I worked on my sleep and I worked on a lot of my issues. I’ve been told that when you leave one therapy you should have a break before you start up another one and that’s what I did. I found a therapist I’m interested in seeing again for issues I’ve yet to tackle, but I spent time with myself. I learned to be okay on my own and not needing people or cigarettes to feel better. There’s my first point taken down now too…
And point number three? I’ve been consciously dealing with disordered eating as long as I’ve been smoking. For 10 years I’ve been working on being okay with not weighing myself or being more okay with what the scale does say. I found an exercise class that really challenges my muscles and cardiovascular abilities, and I had the support of my mum going with me every week too. Then I looked into weight lifting and ‘skinny-fat’ and started to slowly working a consistent amount of exercise working with a weight… I feel healthier in my body and the connection between the two is much better than when I was 16. I’m enjoying seeing muscle tone developing and being able to do more reps than when I started. Point three, done.

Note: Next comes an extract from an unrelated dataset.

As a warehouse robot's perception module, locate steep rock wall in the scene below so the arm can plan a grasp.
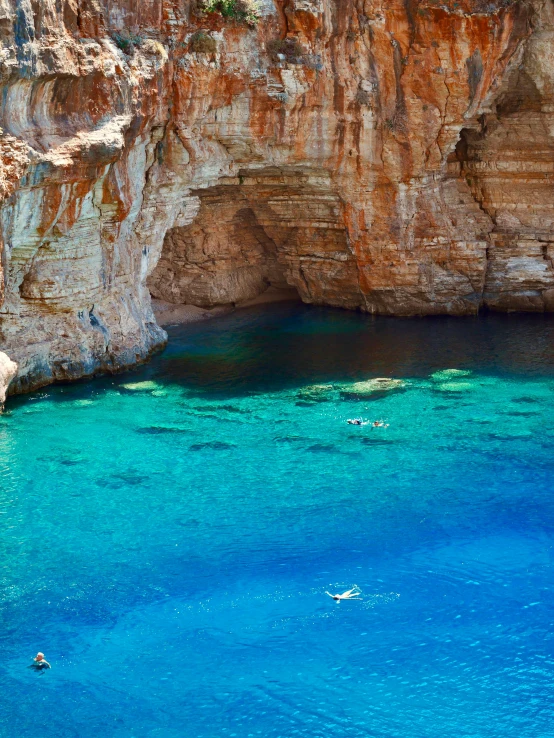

I spent a long time not wanting to label it as ‘quitting’. I felt too much pressure around this, but I started talking to my friends about how I haven’t smoked since September 21st and they all gave me encouragement. Not aggressive condemning of smoking, but celebrating quitting and no longer smoking. They gave me the courage to really dedicate to it and start calling it quitting. Anyone I go and see I tell them I’m quitting. Especially if I’m going to be drinking, I’m a bit wild and unpredictable when I drink and could easily drop £30 to buy roll-ups.
And that’s how it happened.
Besides having an extra £20-£30 in my wallet every week, I can breathe better and without the I’ve-smoked-too-much pain, and I can see the yellow stain on my fingers disappearing. Hopefully this will also mean I can stay on my combined pill for longer, not make my possible asthma worse, and I wont smell God awful. My car in college stank of damp and cigarettes, It was awful and I can imagine I actually smelled like that for most of my 10 years.
I’m not preaching or telling you to quit. Do what you want, it’s up to you.
I’m just sharing my story of accidentally quitting smoking. I’ve not smoked in just over 2 months, let’s make it to three and beyond.